I’ve started helping out with a little bit of sysadmin at work, since our systems
team is swamped most of the time. My task is to do an audit on our Nagios
system and make sure everything is up to snuff. We’re running Nagios 3 on
one machine and NRPE to pull performance data from the cluster (about 20 machines). NRPE is
a plugin to execute scripts remotely to gather performance data.
Nagios can do both active and passive measurements, meaning it can execute scripts
remotely, or sit and listen as your machines push data into it. We’re only using
the remote execution method (via NRPE). One of the downsides to this is having
to set up new machines with the scripts and plugins for Nagios. You have to set up
both the script and config on the remote machine, and then configure the Nagios
machine to know what scripts to run remotely. Even with all that, it does a good
job, and seems fairly performant.
Nagios has some good graphs for reviewing performance data, and lots of options
for configuring and customizing things based on your preferences. However, like
many aging open-source projects, Nagios feels a little clunky, and it’s graphing
system, while extendable (by the looks of things) isn’t quite as shiny as some of
the newer systems I’ve looked at.
A typical Nagios graph looks like this (image from IT Slave):
The graphs are really good as they stand, you can zoom in to find out more detail
on a set of measurements, and you can stack your measurements together for
correlation, but it’s not very user-friendly, and requires nearly a sysadmin to
One of the interesting things about having a lot of measurements, is finding fun
and interesting ways to mash them together. I ran into Librato Metrics the
other day while looking at some different options for graphing systems information
in the cloud. I don’t want to replace Nagios, by any means, for what it does, it
does really well.
What I want is a better way to correlate data.

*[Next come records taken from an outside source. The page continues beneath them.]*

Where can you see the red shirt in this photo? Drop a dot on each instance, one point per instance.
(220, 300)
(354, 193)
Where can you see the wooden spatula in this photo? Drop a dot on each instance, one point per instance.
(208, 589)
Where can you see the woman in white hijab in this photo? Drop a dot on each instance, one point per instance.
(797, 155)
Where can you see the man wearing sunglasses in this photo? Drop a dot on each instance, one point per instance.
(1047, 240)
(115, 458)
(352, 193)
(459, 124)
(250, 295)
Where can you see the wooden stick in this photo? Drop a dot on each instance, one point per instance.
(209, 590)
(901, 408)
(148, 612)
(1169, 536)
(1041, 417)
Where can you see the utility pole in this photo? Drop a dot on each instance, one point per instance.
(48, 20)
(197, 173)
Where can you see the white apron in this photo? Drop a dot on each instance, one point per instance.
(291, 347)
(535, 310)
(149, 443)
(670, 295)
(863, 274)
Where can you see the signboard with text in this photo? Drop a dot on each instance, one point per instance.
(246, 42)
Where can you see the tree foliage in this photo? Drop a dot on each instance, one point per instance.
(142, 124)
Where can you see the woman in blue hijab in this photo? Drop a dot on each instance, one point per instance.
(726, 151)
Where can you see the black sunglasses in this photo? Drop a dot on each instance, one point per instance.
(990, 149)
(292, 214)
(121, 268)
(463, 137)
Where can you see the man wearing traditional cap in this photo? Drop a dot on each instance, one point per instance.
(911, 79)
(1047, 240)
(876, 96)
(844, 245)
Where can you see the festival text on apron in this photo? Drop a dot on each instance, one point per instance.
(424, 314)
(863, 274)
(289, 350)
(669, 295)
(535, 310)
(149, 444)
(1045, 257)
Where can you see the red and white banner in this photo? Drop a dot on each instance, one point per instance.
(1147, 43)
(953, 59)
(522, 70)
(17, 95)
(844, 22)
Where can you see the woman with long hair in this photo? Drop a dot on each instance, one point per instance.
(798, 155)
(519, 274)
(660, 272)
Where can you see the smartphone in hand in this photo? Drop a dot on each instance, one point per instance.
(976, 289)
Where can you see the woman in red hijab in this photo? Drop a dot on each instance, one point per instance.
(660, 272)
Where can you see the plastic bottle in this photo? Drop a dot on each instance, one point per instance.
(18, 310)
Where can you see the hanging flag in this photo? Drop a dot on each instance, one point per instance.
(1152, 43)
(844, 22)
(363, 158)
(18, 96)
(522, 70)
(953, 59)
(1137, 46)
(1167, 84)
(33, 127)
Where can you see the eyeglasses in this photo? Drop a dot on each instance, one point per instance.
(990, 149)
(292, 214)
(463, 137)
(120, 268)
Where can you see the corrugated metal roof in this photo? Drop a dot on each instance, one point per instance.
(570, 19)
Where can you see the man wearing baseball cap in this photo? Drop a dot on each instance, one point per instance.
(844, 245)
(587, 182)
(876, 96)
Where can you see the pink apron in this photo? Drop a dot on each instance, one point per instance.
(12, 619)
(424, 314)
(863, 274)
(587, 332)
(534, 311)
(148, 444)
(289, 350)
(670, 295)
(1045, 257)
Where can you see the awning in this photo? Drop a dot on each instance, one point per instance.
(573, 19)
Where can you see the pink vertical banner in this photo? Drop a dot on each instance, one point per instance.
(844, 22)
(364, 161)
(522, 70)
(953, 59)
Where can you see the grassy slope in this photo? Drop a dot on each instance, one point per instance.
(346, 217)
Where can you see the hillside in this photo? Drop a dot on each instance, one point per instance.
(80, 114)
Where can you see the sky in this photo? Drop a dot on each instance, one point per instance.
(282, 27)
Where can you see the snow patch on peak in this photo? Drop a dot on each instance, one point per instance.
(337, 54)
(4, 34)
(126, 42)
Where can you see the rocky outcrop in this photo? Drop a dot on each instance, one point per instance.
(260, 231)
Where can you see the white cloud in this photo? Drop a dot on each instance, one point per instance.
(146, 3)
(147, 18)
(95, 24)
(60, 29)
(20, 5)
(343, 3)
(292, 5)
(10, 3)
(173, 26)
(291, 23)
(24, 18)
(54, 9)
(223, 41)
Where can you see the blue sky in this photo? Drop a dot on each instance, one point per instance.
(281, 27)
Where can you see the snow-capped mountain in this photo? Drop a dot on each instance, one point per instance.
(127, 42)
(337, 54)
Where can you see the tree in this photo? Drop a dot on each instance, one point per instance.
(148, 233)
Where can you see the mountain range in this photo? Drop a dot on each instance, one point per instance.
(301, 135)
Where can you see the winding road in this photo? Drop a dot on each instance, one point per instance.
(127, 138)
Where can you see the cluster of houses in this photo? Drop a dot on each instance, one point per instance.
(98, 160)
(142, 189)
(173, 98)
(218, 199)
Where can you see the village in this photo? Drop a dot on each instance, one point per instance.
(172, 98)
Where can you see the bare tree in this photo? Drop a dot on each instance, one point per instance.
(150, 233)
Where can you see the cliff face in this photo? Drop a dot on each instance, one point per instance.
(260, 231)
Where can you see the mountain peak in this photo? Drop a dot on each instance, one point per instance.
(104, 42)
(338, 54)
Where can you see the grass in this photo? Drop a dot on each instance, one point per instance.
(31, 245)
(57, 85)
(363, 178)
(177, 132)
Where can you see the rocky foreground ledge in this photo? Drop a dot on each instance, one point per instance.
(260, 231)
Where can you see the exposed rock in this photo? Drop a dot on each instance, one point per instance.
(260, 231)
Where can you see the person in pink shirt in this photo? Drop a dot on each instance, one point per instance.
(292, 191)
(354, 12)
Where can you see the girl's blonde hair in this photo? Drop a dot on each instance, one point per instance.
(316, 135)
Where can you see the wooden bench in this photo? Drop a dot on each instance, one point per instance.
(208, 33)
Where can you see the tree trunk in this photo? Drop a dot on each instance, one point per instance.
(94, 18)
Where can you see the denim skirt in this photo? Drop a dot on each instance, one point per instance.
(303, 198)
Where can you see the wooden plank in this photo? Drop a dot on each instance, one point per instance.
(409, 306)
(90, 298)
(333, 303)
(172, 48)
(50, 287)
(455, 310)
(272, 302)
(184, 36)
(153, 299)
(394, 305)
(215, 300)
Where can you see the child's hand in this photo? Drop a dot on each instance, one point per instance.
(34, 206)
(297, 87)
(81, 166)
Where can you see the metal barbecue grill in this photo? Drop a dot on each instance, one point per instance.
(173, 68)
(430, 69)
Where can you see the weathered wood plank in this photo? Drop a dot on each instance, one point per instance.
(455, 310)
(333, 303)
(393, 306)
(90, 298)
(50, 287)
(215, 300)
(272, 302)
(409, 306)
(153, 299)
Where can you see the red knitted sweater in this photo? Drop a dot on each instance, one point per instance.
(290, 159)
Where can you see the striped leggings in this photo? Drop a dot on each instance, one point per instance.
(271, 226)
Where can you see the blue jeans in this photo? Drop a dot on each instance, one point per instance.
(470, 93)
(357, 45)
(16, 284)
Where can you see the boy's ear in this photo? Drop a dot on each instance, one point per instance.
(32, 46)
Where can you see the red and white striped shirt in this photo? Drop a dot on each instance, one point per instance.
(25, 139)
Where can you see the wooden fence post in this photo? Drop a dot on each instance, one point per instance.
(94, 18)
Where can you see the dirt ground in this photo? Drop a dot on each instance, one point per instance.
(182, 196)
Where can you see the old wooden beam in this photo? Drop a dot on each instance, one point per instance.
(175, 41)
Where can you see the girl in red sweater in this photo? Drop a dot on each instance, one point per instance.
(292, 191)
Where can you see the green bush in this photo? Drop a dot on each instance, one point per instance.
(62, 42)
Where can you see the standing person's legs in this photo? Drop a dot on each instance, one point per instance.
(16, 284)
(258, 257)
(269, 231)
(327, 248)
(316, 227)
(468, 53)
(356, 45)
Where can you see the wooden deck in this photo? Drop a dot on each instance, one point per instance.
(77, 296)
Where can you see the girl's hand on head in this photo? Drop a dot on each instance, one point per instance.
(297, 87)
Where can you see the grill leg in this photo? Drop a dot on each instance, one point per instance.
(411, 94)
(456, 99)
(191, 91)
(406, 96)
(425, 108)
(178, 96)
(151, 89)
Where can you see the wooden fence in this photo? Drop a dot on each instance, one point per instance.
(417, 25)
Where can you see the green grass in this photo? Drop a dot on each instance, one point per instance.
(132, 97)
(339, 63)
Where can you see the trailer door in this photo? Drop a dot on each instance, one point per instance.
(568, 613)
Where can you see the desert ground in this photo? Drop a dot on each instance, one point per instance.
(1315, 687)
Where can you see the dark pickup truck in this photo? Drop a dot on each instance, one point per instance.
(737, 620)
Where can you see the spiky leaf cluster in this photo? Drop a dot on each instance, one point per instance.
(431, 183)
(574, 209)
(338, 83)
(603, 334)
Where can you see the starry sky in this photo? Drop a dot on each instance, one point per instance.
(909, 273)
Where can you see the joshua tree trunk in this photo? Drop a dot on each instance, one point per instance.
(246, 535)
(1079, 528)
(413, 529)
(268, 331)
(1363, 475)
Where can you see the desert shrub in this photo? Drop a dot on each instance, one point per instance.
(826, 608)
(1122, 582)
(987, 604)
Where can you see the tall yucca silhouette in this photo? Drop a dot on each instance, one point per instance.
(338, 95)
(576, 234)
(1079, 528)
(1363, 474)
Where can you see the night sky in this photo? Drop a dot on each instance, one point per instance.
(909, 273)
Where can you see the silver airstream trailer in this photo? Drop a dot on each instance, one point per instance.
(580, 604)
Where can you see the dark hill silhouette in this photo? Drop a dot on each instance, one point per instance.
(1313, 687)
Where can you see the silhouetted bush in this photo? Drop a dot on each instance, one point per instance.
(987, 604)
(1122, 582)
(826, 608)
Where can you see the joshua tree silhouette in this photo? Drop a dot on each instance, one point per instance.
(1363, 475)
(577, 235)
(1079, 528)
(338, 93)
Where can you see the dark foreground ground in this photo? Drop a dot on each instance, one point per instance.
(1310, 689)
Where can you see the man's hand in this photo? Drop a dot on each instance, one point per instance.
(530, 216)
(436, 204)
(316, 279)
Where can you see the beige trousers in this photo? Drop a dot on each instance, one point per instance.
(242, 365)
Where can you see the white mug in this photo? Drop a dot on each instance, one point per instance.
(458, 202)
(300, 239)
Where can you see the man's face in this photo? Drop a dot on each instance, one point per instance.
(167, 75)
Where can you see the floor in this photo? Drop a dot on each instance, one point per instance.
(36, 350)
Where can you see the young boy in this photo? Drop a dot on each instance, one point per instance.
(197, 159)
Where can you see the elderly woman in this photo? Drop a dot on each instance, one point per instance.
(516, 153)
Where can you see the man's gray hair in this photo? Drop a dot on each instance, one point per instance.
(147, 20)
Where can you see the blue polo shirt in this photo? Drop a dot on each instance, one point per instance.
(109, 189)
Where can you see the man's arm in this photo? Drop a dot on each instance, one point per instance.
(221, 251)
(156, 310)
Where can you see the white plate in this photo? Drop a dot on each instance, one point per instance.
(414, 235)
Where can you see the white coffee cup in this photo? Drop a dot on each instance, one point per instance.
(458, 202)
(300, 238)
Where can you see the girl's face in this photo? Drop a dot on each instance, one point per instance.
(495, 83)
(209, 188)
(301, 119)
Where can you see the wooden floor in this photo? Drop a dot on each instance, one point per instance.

Librato Metrics has an api available for several languages so you can
post metrics information to their system on the fly. Compared to Datadog
(which also looks very awesome, btw) who charges $15/host/month, Librato Metrics
charges based on measurements, and they have a nifty little chart on their
pricing page to give you an idea of the cost to use their service. According to
that page, each measurement is going to cost you $0.000002 per measurement.
I did the math, for the ~180 measurements we run at work every 90 seconds, it would
cost us about $12/month to use their service (compared to ~$300/month on Datadog
for 20 hosts). The flip side to that is, Datadog has a whole bunch of 1-click
integration scripts to get up and running, while Librato is still a bit of a
WIP in that area. No skin to me.
Librato Metrics is really a data aggregation service, they offer the ability
for you to create measurements with a namespace and a source, and then give you
a myriad of ways to graph and correlate that data using instruments. Don’t just
take it from me, go check out their video and see
Some of the things that make this system fairly attractive is the use of Highcharts
for the graphing, and a really slick theme that is nice to look at. Their dashboards
are a fancy way to mash a whole bunch of instruments into one place.
I’ve only had limited time to get started with the system, but I wrote a quick little
demo script in node.js (of course) and tried it out on my EC2 instance.
For the demo I pushed load averages at 1, 5, and 15 minutes, as well as free memory on
the machine (measured between 0.01 and 1.00).
Here’s the result:
To get the performance data, I just pulled down node-fibonacci
and asked my EC2 machine to calculate the fibonacci sequence for to a ridiculous length (three
million trillion or something)… needless to say, it stressed out the machine a bit…
It basically takes an OS measurement on CPU and calculates free memory every 90 seconds.
Then it pushes that information to librato, and carries on. Since it’s node, the whole
operation happens asynchronously and everybody’s happy.
Did I mention they have 1-click “send this snapshot to HipChat“ also? That’s just fun.
There you have it, fun fun. Can’t wait to start profiling some scripts and
aggregating some other data with this thing.